Zur Photographie kam Citroen 1924 durch Otto Umbehr (Umbo), den er vom Bauhaus in Weimar kannte. Diese folgenreiche Begegnung beschreibt Herbert Molderings in seinem wunderbaren Text Paul Citroen. Maler, Photograph und Photomonteur, den wir in unserem Textheft zur Mappe veröffentlichen. Die kreative Freundschaft der Beiden, die als Rettungsaktion für Umbo begann, sollte ihr photographisches Werk nachhaltig prägen. Später war es eher Marianne Breslauer, die zu dieser Zeit Schülerin von Man Ray in Paris war, die Citroen die Photographie näherbrachte. 1927 siedelte Citroen in die Niederlande um, wo er erkennen musste, dass er von seinen Zeichnungen und Bildern nicht würde leben können. Ab 1930 wurde daher die Photographie zu seiner Haupteinnahmequelle. Er porträtierte befreundete Künstler*innen, Musiker*innen und andere Persönlichkeiten und Berühmtheiten, etwa die Geschwister Mann, László Moholy-Nagy oder seinen Jugendfreund Erwin Blumenfeld. Aber auch ganz normale Leute und immer wieder Kinder kamen vor seine Kamera. Herbert Molderings beurteilt Citroens besonderen Stil folgendermaßen: »Was für Citroens Porträts charakteristisch ist und sie mit den Bildnissen Umbos aus der Zeit der ersten gemeinsamen Experimente im Dezember 1926 verbindet, ist die Direktheit und Spontaneität, mit der uns die Dargestellten aus dem Bild anblicken.
Das verleiht seinen Bildern eine Lebendigkeit, die sie von den üblichen Studioporträts der Zeit unterscheidet.« Citroen interessierte sich nicht für technische Finesse und auch nicht für den Beruf, die Herkunft oder den Stand der jeweiligen Person. Indem er sich auf das Gesicht und den Gesichtsausdruck konzentrierte, rückte er die Individualität des Menschen in den Vordergrund. Zwar sind die Porträts heute auch Ausdruck ihrer Zeit und eines bestimmten Milieus. Gleichzeitig sind die Aufnahmen der Zeit enthoben und ganz auf das Wesentliche – das Menschliche – reduziert.

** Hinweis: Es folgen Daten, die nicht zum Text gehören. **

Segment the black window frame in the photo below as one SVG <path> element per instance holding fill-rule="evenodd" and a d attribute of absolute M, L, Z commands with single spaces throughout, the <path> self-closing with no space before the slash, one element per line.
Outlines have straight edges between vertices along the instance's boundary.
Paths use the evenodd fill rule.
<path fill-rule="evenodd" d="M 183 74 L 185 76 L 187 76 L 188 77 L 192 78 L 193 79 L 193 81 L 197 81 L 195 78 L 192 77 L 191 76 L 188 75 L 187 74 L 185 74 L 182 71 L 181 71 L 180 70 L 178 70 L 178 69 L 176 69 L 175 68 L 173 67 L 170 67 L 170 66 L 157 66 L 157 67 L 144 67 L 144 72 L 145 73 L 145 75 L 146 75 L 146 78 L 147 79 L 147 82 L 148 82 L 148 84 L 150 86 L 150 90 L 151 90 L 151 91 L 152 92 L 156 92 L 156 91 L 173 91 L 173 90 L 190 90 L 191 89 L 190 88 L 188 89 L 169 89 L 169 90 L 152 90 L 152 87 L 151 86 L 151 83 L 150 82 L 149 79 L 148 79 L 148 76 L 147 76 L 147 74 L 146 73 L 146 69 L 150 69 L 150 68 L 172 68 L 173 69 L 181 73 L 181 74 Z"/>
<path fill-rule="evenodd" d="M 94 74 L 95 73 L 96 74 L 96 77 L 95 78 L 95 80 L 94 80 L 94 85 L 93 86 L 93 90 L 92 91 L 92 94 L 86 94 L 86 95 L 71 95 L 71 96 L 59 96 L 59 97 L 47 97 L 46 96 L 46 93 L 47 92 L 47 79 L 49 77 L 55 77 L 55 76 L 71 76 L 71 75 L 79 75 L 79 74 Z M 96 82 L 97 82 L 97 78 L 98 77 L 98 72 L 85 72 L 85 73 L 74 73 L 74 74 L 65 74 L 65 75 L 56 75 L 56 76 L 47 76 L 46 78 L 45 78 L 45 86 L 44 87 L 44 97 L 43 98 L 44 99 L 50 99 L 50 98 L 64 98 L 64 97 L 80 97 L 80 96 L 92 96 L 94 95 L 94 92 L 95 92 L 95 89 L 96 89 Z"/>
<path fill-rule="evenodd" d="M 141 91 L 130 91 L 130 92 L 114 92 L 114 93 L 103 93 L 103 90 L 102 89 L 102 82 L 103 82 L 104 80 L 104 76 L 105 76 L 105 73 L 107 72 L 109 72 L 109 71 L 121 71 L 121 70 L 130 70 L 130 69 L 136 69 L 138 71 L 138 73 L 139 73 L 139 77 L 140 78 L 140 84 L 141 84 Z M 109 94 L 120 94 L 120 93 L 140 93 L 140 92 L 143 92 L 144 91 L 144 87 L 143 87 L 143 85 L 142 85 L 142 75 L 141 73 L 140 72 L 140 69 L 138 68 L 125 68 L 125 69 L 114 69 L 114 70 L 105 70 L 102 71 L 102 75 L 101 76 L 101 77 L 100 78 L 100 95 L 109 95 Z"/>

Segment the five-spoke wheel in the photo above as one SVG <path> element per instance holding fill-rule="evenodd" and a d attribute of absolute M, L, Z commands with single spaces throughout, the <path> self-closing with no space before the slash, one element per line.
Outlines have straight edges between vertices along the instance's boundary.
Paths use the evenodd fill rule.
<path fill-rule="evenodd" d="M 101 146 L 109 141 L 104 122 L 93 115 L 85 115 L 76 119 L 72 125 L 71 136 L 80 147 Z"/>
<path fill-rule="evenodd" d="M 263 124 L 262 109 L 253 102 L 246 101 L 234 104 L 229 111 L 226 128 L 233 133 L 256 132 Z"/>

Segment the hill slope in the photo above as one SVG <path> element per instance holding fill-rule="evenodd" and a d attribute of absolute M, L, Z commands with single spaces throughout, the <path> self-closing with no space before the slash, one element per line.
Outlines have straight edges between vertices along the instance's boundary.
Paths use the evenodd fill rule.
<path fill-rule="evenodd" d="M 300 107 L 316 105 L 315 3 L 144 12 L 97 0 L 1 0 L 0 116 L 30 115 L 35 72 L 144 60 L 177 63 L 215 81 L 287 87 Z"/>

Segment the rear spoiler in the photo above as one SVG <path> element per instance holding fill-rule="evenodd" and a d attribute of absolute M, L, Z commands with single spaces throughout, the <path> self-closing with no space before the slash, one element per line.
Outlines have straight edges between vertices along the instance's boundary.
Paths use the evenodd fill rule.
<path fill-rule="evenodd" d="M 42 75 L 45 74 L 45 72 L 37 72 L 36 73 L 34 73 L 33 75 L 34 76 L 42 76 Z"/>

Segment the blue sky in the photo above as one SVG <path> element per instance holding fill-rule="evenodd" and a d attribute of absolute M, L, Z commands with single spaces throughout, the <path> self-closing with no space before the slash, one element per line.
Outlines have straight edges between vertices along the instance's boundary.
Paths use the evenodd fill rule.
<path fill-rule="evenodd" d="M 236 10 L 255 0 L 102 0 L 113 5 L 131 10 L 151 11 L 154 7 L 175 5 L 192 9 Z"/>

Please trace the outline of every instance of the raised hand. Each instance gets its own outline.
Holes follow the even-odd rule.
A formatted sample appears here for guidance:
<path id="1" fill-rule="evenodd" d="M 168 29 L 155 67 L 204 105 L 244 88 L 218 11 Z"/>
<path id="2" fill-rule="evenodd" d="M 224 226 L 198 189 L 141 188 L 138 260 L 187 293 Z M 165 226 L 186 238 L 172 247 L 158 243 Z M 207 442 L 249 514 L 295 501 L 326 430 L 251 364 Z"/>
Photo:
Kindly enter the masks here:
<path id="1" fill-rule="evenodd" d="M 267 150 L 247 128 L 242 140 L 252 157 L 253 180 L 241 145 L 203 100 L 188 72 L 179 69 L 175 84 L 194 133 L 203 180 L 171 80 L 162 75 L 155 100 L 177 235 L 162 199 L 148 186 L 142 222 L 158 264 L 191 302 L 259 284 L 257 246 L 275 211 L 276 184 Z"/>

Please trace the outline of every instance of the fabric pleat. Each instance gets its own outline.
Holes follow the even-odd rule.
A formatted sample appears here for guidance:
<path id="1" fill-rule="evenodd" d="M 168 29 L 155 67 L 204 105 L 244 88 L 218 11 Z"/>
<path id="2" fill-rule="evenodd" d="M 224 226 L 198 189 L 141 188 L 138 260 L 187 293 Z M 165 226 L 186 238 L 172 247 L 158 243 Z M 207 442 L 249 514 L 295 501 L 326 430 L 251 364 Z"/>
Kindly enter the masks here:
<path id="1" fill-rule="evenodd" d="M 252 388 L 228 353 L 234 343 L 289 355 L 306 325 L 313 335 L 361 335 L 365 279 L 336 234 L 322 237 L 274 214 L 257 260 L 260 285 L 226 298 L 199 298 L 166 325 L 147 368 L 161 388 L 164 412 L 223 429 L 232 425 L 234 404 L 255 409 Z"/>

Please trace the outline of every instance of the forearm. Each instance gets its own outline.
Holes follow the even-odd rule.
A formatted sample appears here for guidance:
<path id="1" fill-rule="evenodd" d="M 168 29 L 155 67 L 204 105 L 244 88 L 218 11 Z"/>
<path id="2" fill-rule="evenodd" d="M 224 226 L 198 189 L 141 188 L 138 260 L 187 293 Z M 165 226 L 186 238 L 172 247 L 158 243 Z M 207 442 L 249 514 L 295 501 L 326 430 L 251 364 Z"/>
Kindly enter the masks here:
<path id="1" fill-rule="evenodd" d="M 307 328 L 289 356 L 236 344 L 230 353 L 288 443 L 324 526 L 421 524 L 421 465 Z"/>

Die Edition stellt den Beginn einer Zusammenarbeit mit dem Nederlands Fotomuseum in Rotterdam dar, wo die Nachlässe vieler spannender, aber in Deutschland teilweise weniger bekannter Photograph*innen aufbewahrt werden. Sie können sich schon jetzt auf die Fortsetzung dieser Kooperation freuen!

Paul Citroen

geboren 1896 als Kind niederländischer Eltern in Berlin, verließ mit 14 Jahren die Schule, um Maler zu werden. 1918 machte er mit den Mitgliedern der Dada-Gruppe Bekanntschaft und erstellte ab 1919 erste Photomontagen. Von 1922 bis 1924 studierte er am Weimarer Bauhaus.
Sein Werk Metropolis war auf der ersten großen Bauhaus-Ausstellung 1923 vertreten. In diese Zeit fallen auch die ersten Experimente mit der Photographie. 1927 siedelte er nach Amsterdam über, wo er zunächst als Porträtphotograph seinen Lebensunterhalt verdiente. 1933 wurde er zusammen mit Charles Roelofsz Begründer und Leiter der Kunstakademie Nieuwe Kunstschool, die auf den kunstpädagogischen Methoden des Bauhaus basierte. Ab 1935 war er Dozent und später Professor für bildnerisches Gestalten an der Akademie für bildende Künste in Den Haag. Von 1944 bis 1945 lebte er im Untergrund. Paul Citroen starb 1983 in Wassenaar, Niederlande.